What’s the Derivative of a Data Type?

Kublai: BOO!!

SHL: Seriously? Trying to scare me? My fox ears could hear you sneaking up from a mile away!

Kublai: Hmph… how can you even hear when your ears are muffled by that ridiculous hat?

SHL: It’s not ridiculous! It’s my Halloween costume! I’m the Witch of Agnesi.

Kublai: Looks more like a pirate hat to me…

SHL: Well, what’s your costume?

Kublai: I’m Kublai Khan!

SHL: Looks more like the Emperor’s New Clothes…

Kublai: Anyways, I was walking around outside, admiring kitschy Halloween decorations, and I stumbled across this guy with the most aromatic, saliva-inducing, limited edition grass-flavored candy bars! And he told me I could have all these lovely amazing grassy candy bars, but with one condition: solve a riddle first. Oh and by the way, he absolutely loved my costume.

SHL: Sure, sure.

Kublai: So here’s the riddle. Actually, I’m terrified even to utter it. But here we go: find the derivative of the list data type.

SHL: So what was your answer?

Kublai: AAAAAAAAAAAAAAHHHH!!! My heart was pounding, knees collapsing, mind flooded with millions of flashbacks of failing high school calculus class…

SHL: Hey, calm down! That question isn’t hard at all! The derivative is just two lists!

Kublai: What is that even supposed to mean? Sounds like you just pulled some random answer out of your ridiculous hat!

SHL: No no no no, there are deep reasons for this! Well, first of all, what’s a list, Kublai?

Kublai: Uh… well, in Lean, it’s something like this, right?
inductive List x where
  | nil
  | cons (head : x) (tail : List x)

SHL: That’s right! So in some sense, a list corresponds to the equation \[\mathsf{List}(x) = 1+x\mathsf{List}(x)\] where $1$ represents the empty list and $x \mathsf{List}(x)$ represents concatenating an element of type $x$ with another list.

Kublai: Oh, so \[\mathsf{List}(x) = \frac{1}{1-x}\] and \[\frac{d\mathsf{List}(x)}{dx} = \frac{1}{(1-x)^2} = \mathsf{List}(x)^2?\] So that’s why the derivative is two lists?

SHL: Whoa whoa whoa, not so fast! How do you know that all that algebra is well-defined and legal?

Kublai: I don’t know! I have no idea what I just did!
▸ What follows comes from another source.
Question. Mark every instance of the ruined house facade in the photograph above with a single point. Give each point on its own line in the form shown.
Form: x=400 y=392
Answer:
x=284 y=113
SHL: Well, that’s OK. We can make this rigorous using combinatorial species! The equation \[\mathsf{List}(x) = 1+x \mathsf{List}(x)\] is simply the exponential generating function for the list combinatorial species, and technically the right-hand side should be a least fixed point but we can omit it due to the implicit species theorem.

Kublai: A combinatorial whaaaa??

SHL: Oh, a combinatorial species is just an endofunctor on the category of finite sets whose morphisms are bijections, what’s the problem?

Kublai: AAAAAAAAAAAAAAHHHH!!!

SHL: Sigh… let’s try a different strategy. Kublai, have you heard of automatic differentiation (AD)?

Kublai: Yeah, that’s how PyTorch automatically computes gradients so I don’t have to do it myself and relive high school calculus class, right?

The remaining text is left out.